Todavia, ratificava-se aí, o alicerce de um modelo que viria mais tarde a consolidar uma cultura de uso da terra brasileira, de desenvolvimento rural baseado na expansão agrícola e pecuária. A Carta de 1946 concebia no seu art. 150 a criação de estabelecimento de crédito especializado de amparo à lavoura e à pecuária. Ratificado por dispositivos constitucionais e instrumentos de implementação que visavam uma melhor distribuição da propriedade como pressuposto do alicerce para o desenvolvimento e bem-estar social. Por outro lado, devido à conjuntura do desenvolvimento econômico, social, político, e aos fatores externos que condicionavam o modelo de desenvolvimento endógeno, este alicerce jurídico e instrumental viriam a confluir num modelo de desenvolvimento que tinha como princípio do progresso a remoção da floresta, sem levar em consideração as potencialidades e fragilidades dos biomas brasileiros. Após a promulgação da Emenda Constitucional n° 10 de 1964, surgiu o Estatuto

da Terra (Lei nº 4.504, de 30 de novembro de 1964), e com estes o instrumentos administrativos para conduzir a reforma agrária e desenvolvimento rural: respectivamente, o Instituto Brasileiro de Reforma Agrária – IBRA – (art. 37, inciso I) e o Instituto Nacional do Desenvolvimento Agrário – Inda (art. 74). Alei extinguiu então a Superintendência de Política Agrária – Supra. Concebeu-se, neste momento, um grande avanço como marco legal de legitimação de reforma agrária no país e na distribuição da propriedade.

No que tange à questão florestal, esta foi respaldada no Art. 4º, alíneas a, b, e d do Estatuto da Terra. Esta lei excluía do processo de desapropriação o imóvel rural, independente de sua extensão, cujas características recomendassem sob o ponto de vista técnico e econômico, a exploração florestal racionalmente realizada, mediante planejamento adequado; e as áreas mesmo de particulares, cujo objeto de preservação florestal ou de outros recursos naturais fossem reconhecidas para fins de tombamento pelo órgão competente da administração pública. Porém, não apontava mecanismos de promoção da atividade florestal como componente do desenvolvimento rural, nos seus instrumentos econômicos de consecução da política agrária. Por outro lado, a política agrária incentivava a destruição dos recursos florestais com potencial produtivo, tendo em vista que só seria considerado produtivo o imóvel rural com produção agrícola ou pecuária; com florestas somente se tivesse sendo manejada.

A Carta Constitucional de 1988, em vigor, apresenta a função da propriedade privada esmiuçada no art. 186, sendo na acepção de COSTA (2000), os critérios puramente subjetivos e de difícil constatação.

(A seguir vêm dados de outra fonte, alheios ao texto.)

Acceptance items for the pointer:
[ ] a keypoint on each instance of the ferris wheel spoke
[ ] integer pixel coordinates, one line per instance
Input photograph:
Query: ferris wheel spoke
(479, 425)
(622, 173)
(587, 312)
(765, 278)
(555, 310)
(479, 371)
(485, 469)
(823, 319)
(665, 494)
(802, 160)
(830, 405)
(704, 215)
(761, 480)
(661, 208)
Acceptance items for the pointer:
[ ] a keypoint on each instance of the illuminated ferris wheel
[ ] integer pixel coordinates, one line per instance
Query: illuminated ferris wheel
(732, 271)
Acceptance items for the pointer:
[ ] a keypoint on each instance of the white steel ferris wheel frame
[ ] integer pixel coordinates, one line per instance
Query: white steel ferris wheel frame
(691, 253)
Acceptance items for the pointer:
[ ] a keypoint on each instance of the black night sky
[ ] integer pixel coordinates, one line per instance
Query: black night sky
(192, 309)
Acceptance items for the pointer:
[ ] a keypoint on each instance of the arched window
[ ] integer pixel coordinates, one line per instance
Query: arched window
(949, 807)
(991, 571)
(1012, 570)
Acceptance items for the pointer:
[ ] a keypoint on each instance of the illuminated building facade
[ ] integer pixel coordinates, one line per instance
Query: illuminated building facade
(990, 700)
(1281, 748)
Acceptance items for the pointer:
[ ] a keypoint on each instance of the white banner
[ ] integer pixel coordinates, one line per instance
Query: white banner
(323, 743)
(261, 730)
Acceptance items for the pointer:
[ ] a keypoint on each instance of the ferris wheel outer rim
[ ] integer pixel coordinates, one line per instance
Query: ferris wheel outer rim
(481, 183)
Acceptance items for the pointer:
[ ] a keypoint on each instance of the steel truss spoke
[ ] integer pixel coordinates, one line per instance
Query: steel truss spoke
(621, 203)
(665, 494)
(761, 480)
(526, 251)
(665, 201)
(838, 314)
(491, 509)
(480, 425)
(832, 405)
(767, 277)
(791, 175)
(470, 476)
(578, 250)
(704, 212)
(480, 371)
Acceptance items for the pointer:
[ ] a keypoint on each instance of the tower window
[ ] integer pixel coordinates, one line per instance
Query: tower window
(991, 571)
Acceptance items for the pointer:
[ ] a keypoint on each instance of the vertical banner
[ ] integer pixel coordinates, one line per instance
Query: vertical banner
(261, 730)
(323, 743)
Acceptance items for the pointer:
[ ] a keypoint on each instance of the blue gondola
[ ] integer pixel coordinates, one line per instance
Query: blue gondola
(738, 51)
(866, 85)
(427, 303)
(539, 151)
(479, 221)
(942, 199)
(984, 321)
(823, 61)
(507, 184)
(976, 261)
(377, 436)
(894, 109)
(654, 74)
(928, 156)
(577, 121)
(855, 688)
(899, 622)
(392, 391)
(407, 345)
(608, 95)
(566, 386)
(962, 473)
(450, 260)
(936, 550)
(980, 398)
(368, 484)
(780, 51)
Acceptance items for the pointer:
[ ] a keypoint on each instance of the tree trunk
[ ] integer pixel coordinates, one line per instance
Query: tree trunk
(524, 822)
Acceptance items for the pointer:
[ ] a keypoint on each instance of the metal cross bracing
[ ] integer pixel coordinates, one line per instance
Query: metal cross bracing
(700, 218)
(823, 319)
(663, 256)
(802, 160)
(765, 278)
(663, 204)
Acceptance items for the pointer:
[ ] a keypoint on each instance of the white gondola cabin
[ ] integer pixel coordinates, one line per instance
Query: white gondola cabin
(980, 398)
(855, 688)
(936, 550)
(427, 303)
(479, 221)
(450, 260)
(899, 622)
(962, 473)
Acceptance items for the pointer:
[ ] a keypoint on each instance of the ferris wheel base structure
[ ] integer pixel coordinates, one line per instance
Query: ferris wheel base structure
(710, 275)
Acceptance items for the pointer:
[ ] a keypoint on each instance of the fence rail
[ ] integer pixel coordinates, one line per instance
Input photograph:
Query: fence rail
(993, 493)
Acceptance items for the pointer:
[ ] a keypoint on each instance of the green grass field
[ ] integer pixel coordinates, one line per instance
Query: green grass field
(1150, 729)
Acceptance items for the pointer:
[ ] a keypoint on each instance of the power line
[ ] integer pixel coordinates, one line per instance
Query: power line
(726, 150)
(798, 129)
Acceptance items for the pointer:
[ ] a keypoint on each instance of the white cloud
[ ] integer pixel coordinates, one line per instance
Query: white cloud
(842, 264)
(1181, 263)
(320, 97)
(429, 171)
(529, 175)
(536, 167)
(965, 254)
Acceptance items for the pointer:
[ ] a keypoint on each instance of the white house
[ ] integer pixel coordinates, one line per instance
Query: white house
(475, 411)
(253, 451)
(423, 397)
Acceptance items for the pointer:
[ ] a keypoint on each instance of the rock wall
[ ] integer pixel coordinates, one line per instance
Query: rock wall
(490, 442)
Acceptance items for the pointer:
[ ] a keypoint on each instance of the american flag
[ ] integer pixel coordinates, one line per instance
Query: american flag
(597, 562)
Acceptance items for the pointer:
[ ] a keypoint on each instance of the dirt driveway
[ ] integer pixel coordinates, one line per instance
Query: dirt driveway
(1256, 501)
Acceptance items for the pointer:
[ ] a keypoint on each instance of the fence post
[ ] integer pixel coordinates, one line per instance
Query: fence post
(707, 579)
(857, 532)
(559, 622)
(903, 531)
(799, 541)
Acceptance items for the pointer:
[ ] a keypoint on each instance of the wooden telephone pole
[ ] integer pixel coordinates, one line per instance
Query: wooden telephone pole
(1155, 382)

O Código Florestal Brasileiro (Lei 4.771, de 15/09/1965) estabelece no seu artigo primeiro que “as florestas existentes no território nacional e as demais formas de vegetação, reconhecidas de utilidade às terras que revestem, são bens de interesse comum a todos os habitantes do País...”. Vinte e quatro anos mais tarde, a Lei 7.804 (de 18/07/1989) incluiria na Lei da Política Nacional do Meio Ambiente (6.938, de 31/08/1981) as florestas no conceito amplo de recursos ambientais. Essa relevância social coletiva das florestas seria posteriormente fixada na Constituição Brasileira de 1988, que estabeleceu no seu artigo 225 um Capítulo sobre o Meio Ambiente, propugnando que “todos têm direito ao meio ambiente ecologicamente equilibrado, bem de uso comum do povo e essencial à sadia qualidade de vida, impondo-se ao Poder Público e à coletividade o dever de defendê-lo e preservá-lo para as presentes e futuras gerações” SILVA (2001).